Research shows that this ongoing recovery is crucially driven by domestic forces and that the labour market has notably improved. Indeed, the unemployment rate has fallen to its lowest level in 8 years and the number of people employed has increased by almost 7 million since 2013. These employment gains, together with increasing household wealth, are supporting the private consumption outlook.
Moreover, investment is improving, boiled by the very favourable financing conditions: the domestic drivers are making the recovery more robust and resilient to adverse external influences. According to the September ECB staff’s macroeconomic projections, the economic expansion will continue at growth rates above potential over the projection horizon.

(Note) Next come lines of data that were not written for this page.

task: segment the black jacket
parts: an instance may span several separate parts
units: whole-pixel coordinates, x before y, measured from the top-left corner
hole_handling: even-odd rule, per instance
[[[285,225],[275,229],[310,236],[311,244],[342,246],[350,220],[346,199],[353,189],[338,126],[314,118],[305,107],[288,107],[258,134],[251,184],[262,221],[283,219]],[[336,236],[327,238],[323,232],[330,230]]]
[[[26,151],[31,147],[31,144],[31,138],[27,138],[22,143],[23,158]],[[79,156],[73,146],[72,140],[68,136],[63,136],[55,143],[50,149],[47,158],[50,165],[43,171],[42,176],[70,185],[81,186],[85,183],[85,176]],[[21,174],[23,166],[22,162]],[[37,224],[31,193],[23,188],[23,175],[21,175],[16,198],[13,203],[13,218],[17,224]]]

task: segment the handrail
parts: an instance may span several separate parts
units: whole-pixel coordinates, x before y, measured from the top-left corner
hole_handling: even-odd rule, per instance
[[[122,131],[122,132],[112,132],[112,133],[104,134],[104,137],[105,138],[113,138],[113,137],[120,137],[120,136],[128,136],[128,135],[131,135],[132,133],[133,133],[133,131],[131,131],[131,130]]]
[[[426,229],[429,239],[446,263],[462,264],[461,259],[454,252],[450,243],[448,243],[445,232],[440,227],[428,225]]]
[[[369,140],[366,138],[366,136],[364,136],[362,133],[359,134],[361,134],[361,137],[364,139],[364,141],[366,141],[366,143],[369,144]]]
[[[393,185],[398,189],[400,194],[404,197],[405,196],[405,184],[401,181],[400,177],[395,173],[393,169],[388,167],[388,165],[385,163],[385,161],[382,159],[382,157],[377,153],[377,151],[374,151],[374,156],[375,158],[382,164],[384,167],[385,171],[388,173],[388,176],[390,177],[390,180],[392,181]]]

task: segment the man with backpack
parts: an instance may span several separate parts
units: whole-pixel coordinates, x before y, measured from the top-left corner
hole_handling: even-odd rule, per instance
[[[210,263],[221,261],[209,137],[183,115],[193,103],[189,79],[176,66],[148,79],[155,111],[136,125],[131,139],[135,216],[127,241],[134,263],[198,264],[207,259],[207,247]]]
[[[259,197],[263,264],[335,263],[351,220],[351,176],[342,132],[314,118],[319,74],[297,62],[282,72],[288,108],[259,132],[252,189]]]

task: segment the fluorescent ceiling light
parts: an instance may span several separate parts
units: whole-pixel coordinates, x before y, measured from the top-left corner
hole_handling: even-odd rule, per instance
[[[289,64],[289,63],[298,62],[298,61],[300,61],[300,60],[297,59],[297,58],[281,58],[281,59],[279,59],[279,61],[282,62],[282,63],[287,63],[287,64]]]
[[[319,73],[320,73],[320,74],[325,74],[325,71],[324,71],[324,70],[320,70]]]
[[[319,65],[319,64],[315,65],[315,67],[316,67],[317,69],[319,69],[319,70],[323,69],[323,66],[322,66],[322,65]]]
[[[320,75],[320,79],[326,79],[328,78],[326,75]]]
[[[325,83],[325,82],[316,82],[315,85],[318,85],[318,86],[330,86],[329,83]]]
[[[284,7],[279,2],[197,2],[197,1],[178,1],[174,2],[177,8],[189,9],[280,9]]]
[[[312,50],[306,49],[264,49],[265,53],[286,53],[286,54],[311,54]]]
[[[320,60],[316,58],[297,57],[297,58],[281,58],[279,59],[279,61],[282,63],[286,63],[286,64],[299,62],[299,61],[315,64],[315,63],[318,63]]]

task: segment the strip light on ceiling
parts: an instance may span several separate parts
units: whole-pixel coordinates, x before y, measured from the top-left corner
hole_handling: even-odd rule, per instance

In addition to this, annual real GDP is projected to increase by 2.2% in 2017, by 1.8% in 2018 and 1.7% in 2019. Risks around the euro area are broadly balanced: at the same time downside risk continues to exist, mainly related to global factors and developments in foreign exchange markets. The firm economic recovery still needs to translate more convincingly into stronger inflation dynamics. As he already reported in the past, deflation risks have essentially disappeared. Nevertheless, measure of underlying inflation has picked up only moderately during recent months. Headline inflation, which was 1.5% in August, is expected to temporarily decline towards the turn of the year, driven mainly by base effects in the energy component. Afterwards, it is expected to pick up gradually reaching 1,5% in 2019 according to ECB staff’s projections.
Overall, the ECB is becoming more confident that inflation will eventually head to levels in line with the inflation aim, but also knows that a very substantial degree of monetary policy accommodation is still needed for the upward path to materialize. Indeed, Draghi asserted that the Eurozone still sees some uncertainties with respect to the medium term inflation outlook (“we need to be patient and persistent until absorption of economic slack and price stability that requires policy accommodation”). With this in mind, the ECB will have to decide on a recalibration of instruments that maintain the degree of monetary support that the economy needs to complete its transition to a new balance growth trajectory characterized by sustained conditions of price stability.
The package of monetary policies that the ECB has faced sequentially since June 2014, has led to a significant ease in financing conditions. The Corporate Sector Purchase Programme (CSPP) represents an important credit component of the Asset Purchase Programme (APP). By directly lowering the market-based financing costs of nonfinancial corporation, it boosts the pass through of the monetary policy.
Under the CSPP the euro system has (since June 2016) purchased bonds issued by a wide range of non-bank corporations established in the euro area which include large as well as smaller companies. So far have been purchased assets for an amount closer to 10 billion euros from 200 issuers, from 20 countries across all sectors. Firms have witnessed significant improvements in their financing conditions when issuing bonds, evident across market sectors and segments/countries.
Concluding, we must remember that “a single currency entails a single monetary policy”, keeping in mind that the primary the objective is maintaining price stability for the euro area. Recourse will be made to national central banks for carrying out the operations that form part of the tasks of the euro system to follow a decentralized approach, since securities markets still depend on national specificities and preferences. The monetary union, made up of segmented national financial markets, will hopefully lead to the Eurozone recovery and stability.